Briefs from Svalbardposten for the week of Dec. 5, 2017

turbine

Turbine at power plant shut down due to possible damage

One of the two turbines at Longyearbyen’s power plant has been disabled due to measurements that indicate it may have sustained damage, according to Marianne Hegle, the city’s energy director. She said a specialist from Germany is scheduled to examine the turbine this week, at which point it will be known how long it will be out of service. She said the shutdown should not pose a problem for the city’s power supply. “I’m not worried about it,” she said. “The turbine that is out of order is the one that does not produce central heating. It uses less diesel than if it were the other.” She said the outage also shouldn’t affect what customers are charged for the plant’s diesel usage.

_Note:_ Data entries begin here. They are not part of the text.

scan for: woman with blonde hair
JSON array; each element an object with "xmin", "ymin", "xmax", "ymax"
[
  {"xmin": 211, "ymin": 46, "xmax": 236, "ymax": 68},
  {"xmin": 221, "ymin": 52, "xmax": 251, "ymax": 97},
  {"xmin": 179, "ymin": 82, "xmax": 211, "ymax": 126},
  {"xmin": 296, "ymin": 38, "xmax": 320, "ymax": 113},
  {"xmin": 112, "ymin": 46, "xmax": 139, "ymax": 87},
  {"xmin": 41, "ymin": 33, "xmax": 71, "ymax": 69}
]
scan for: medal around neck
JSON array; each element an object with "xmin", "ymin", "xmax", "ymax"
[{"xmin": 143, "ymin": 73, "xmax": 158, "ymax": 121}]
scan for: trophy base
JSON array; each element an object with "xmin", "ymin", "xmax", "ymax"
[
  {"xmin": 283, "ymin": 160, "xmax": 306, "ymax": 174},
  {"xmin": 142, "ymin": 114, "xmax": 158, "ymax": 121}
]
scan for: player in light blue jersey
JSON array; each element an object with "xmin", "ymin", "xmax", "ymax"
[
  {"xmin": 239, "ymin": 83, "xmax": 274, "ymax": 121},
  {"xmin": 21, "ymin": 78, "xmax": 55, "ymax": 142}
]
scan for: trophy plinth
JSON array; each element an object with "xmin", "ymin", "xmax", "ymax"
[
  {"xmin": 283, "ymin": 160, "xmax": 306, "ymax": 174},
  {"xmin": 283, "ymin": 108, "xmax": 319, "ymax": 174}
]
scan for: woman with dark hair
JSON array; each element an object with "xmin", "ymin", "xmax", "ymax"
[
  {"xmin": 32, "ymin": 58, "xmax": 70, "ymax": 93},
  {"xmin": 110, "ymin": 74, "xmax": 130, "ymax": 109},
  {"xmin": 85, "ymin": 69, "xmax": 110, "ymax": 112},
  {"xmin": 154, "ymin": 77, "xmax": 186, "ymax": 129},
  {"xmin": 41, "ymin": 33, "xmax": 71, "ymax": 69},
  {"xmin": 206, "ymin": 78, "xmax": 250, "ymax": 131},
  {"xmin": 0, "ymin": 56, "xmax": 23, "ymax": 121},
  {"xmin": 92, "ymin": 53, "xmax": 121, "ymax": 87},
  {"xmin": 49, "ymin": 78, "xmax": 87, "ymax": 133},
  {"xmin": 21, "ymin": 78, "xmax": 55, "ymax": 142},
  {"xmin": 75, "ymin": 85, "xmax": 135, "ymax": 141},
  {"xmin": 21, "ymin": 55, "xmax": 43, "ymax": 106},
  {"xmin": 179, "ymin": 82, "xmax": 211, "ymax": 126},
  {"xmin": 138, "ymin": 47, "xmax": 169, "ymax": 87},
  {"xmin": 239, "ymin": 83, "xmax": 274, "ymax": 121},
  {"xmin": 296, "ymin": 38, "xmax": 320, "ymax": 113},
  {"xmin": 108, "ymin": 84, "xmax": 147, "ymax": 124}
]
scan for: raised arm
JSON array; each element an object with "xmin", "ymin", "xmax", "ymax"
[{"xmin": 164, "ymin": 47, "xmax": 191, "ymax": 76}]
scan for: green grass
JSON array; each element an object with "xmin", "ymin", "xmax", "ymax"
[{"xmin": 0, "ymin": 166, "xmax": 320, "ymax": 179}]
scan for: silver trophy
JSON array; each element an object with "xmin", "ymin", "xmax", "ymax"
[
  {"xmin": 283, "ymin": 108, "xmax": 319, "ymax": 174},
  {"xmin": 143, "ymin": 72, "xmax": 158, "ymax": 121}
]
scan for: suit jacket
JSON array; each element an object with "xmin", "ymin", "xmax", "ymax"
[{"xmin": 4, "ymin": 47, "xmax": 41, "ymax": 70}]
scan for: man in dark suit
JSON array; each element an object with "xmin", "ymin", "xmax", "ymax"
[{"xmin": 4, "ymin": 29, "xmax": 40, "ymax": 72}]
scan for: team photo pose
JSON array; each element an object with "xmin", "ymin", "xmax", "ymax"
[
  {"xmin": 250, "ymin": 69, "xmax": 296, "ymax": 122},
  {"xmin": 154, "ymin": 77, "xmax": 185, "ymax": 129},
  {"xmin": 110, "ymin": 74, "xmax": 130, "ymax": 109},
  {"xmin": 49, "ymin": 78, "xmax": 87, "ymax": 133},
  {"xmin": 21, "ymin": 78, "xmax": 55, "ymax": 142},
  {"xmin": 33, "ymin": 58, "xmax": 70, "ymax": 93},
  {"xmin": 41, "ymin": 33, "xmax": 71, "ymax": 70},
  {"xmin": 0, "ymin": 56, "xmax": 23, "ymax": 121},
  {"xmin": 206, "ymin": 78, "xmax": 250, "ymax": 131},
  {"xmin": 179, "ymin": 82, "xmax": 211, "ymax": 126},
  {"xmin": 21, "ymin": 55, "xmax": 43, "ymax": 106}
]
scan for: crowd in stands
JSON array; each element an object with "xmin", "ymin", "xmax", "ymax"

Bankrupt telcom company wins tax shelter case against government
A company launched in 2006 with an office in Lompensenteret that sold services by telephone and online has prevailed in a case against the Norwegian Tax Administration, which in 2012 claimed the company was ineligible for Svalbard’s lower tax rate and owned a total of 36 million kroner in back taxes. The tax authority claimed Teleworld’s operations weren’t properly headquartered in Longyearbyen and thus the high tax rate on the mainland applied. The company, after going bankrupt, prevailed in a trial in Oslo in 2015, with the tax authority ordered to pay 318,550 kroner in court costs to the company. An appeals court ruling last week upheld the ruling, awarding the company 250,000 kroner in court costs. It is not known if the tax authority will appeal the case to Norway’s supreme court.